As the day approached I became more and more excited. This was the first time I had flown since starting my struggles with anxiety. When that battle started the thought of flying was completely off limits. But, this time I was excited. Even as the days ticked by I was still excited. When I booked, I was good. When I talked with my roommate about it, I was good. Whenever I thought about it, I was good.

It was going to be great… until it wasn’t.

That changed the afternoon before my trip. I was doing good and was still excited. As I followed the many social media posts from people heading to the conference and arriving in Atlanta, I become more and more excited. Then someone posted a picture of the sky through the plane window. Just like that the anxiety that I had avoided all that time came rushing in.
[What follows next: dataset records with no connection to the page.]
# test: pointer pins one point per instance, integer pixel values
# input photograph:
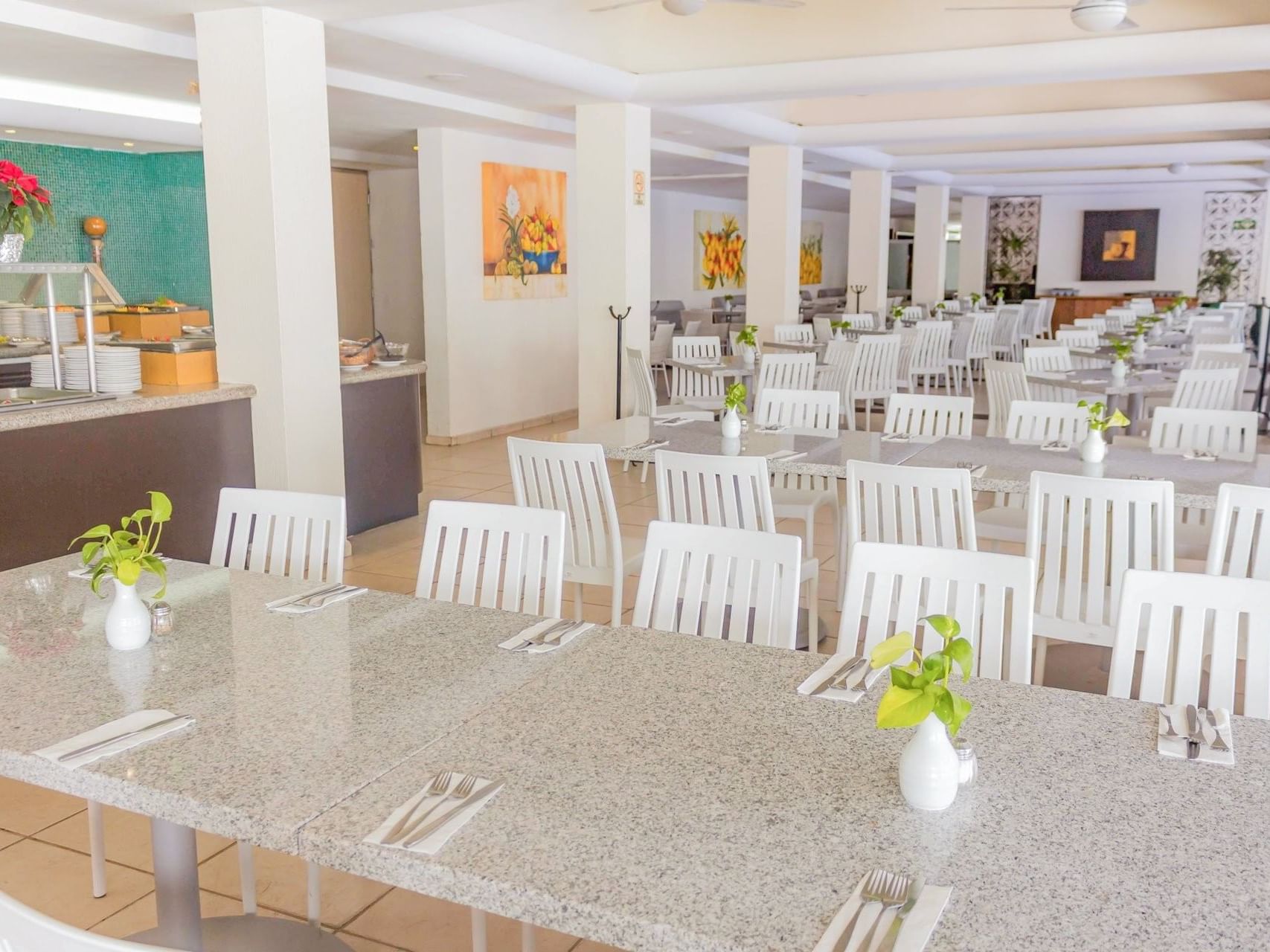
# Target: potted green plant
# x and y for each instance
(1094, 450)
(920, 696)
(125, 555)
(747, 343)
(28, 205)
It nearly crushed me.

It was going to be great… until it wasn’t.

I can see myself sitting there on the love seat next to my wife. I’m certain she had no idea, but I was suddenly freaking out on the inside… and it didn’t end there. Throughout the rest of that evening, off and on I would feel anxious, then I would be ok. As I went to bed the anxiety built. For an hour or more I lay there thinking of the plane, as my anxiety grew.

It was supposed to be great… but now it wasn’t.
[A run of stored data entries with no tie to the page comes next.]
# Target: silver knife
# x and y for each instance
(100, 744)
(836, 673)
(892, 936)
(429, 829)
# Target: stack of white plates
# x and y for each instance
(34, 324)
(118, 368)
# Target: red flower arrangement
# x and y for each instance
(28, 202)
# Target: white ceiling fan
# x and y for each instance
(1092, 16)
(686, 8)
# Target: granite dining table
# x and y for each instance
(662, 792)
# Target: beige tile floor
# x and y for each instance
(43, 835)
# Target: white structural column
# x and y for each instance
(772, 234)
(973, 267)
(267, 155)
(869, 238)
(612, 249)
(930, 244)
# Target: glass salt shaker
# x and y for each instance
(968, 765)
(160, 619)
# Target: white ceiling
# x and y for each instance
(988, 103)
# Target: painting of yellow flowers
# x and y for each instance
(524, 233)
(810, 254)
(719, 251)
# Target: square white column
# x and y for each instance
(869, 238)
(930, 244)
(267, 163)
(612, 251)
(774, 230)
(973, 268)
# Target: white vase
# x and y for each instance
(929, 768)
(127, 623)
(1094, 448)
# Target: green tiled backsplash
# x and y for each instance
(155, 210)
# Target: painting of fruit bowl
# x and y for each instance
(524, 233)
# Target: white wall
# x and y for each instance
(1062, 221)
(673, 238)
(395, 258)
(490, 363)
I prayed. I took deep breaths. I told myself that God was sending me to this conference and He would keep me safe. I thought back to how excited I was when I booked the flight. I thought back to previous flights that I had actually enjoyed. An hour passed, and even with all this going on, my anxiety grew.

It was supposed to be great…. but now it wasn’t.

After an hour of this I got out of bed and started to pace. My family was asleep.My wonderful wife, such a great source of strength for me, had no idea I was suffering so. I began to think back to the time I thought I was having a nervous breakdown. In this moment I was beginning to feel that same way. I could feel myself escalating towards that. I simply couldn’t allow myself to go there.

It was supposed to be great… but now it wasn’t.

I kept seeing myself strapped into the seat on the plane, unable to get up, unable to move around, and worse of all… unable to leave.

I felt so STUPID.

This ticket was paid for.

What were people going to think.

What was my wife going to think.

What was my friend and roommate going to think.

It was supposed to be great… but now it wasn’t.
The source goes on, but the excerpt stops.